Today, in the course of human events we attempt to achieve accuracy and some degree of precision through a similar “superlative degree of comparison…” evidenced by the explosion in the number of various news outlets (despite the fact that most are actually owned by only a few corporations). Nonetheless, most humans acknowledge that the inclusion of diverse descriptions contributes to both the accuracy and the precision of context. This is certainly true with respect to understanding how people adapt to our ever-changing world.
If time and space frame our material existence (I am unaware, at least experientially, of any other type of existence.) let’s begin our discussion by contextualizing humans in time and space.

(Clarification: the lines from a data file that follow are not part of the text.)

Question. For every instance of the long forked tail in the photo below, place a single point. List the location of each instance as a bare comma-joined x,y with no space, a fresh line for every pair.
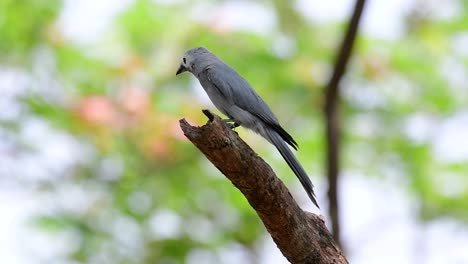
293,163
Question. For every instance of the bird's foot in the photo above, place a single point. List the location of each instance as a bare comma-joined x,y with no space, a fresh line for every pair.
231,123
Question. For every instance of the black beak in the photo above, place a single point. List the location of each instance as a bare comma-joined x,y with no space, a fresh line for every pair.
181,69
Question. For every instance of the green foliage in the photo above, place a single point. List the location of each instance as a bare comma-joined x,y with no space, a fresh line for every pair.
126,104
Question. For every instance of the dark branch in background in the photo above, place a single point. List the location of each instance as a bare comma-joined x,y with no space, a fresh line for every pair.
332,118
302,237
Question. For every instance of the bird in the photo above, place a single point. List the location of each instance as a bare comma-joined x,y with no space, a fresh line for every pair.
236,99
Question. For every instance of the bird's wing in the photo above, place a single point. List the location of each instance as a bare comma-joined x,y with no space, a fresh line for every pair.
237,89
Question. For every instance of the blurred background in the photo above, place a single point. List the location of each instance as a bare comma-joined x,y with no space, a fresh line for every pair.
94,167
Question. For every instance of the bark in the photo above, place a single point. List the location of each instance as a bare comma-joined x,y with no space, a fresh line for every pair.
301,236
332,118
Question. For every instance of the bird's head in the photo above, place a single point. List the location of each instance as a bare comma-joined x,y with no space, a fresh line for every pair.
194,60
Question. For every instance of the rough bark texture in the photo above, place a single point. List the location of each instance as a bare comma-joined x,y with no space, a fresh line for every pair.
301,236
332,117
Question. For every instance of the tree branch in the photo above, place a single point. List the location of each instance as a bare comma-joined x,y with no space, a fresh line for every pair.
301,236
332,117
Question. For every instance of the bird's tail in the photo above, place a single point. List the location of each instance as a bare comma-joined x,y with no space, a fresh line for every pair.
292,161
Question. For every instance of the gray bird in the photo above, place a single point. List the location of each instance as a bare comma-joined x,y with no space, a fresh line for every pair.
235,98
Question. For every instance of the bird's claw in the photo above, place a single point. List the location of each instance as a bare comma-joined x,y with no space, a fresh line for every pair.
231,123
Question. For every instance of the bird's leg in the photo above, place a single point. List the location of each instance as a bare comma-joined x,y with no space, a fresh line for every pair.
231,122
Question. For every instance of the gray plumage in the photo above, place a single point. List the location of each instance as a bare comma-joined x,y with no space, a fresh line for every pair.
235,98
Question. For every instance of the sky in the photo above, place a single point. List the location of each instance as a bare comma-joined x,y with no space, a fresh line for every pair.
383,208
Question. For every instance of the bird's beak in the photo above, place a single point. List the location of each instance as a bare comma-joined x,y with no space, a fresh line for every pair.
181,69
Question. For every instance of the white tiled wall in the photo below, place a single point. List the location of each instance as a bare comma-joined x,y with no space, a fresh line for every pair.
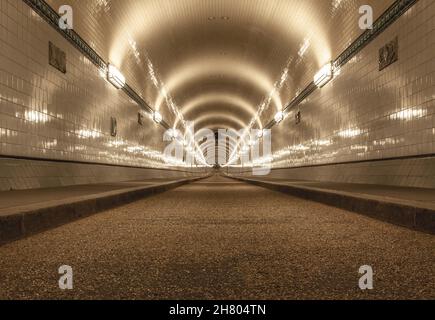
45,114
367,114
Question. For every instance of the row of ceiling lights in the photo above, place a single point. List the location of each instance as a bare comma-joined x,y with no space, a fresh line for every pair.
321,78
117,79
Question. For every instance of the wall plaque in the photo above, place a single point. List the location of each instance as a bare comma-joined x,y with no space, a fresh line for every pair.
57,57
113,127
389,54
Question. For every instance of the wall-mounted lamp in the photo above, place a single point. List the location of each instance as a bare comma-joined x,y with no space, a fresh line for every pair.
279,116
324,75
157,117
115,77
173,133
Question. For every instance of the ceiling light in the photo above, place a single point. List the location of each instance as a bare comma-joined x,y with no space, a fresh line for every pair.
157,117
115,77
323,76
279,117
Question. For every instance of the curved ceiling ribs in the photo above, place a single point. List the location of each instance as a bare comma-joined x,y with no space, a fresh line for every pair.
219,62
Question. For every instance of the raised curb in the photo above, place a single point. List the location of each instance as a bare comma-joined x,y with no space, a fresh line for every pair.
24,222
405,215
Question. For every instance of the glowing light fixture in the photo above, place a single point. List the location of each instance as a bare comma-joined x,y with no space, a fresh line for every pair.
115,77
324,76
157,117
279,117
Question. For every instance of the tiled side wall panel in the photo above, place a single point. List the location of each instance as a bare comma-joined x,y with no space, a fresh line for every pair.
30,174
367,114
46,114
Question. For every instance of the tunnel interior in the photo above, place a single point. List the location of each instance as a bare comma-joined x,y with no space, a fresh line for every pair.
294,124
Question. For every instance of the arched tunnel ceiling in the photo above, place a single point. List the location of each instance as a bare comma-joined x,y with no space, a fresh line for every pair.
217,61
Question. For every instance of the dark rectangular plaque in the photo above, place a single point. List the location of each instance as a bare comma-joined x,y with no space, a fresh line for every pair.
389,54
57,57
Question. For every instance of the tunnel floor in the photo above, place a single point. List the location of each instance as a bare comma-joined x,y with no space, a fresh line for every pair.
221,239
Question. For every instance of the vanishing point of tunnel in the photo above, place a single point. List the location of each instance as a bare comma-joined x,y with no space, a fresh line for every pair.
217,150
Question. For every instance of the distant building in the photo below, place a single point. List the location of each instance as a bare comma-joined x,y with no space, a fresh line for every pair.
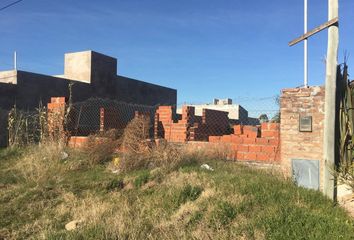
237,114
94,75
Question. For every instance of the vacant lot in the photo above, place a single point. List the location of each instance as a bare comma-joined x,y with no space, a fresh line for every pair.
41,190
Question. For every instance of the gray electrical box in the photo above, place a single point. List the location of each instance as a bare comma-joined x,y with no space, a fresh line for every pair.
305,124
306,173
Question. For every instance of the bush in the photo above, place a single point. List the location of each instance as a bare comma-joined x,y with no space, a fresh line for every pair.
223,214
100,148
115,184
188,193
141,179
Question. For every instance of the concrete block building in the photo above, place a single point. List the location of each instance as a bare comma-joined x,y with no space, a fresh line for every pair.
236,113
93,75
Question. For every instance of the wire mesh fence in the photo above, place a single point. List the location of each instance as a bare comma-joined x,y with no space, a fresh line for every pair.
187,122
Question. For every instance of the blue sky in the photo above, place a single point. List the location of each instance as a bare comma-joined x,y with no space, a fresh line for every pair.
204,49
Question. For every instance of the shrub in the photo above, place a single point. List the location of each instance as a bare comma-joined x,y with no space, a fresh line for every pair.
100,148
141,179
188,193
41,163
115,184
223,214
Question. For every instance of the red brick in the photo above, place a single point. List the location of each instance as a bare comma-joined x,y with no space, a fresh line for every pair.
251,131
268,149
270,133
57,99
238,129
236,139
255,148
264,126
52,106
262,140
214,138
274,142
249,140
274,126
263,157
243,148
240,156
226,138
250,156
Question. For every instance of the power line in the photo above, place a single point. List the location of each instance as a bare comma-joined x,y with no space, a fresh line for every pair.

At the time of this writing (ca. 2016 A.D.) the most current fossil evidence indicates anatomically modern humans are approximately 200,000 years old. Now what we mean by “human” as well as “species” and “sub species” of humans is a hotly debated academic issue at the moment. Genetic research in the last 10 years has identified both Neanderthal and Denisovan (a hominid first discovered about 10 years ago that lived in Central Asia) DNA in humans indicating that mating occurred between 50,000 and 100,000 years ago at a time when humans had emerged from the African continent and likely met Neanderthals and Denisovans somewhere in west and/or central Asia. This also raises the issue that while we consider Neanderthals and Denisovan hominids extinct, many humans alive today carry their DNA—suggesting they are, in fact, very much alive.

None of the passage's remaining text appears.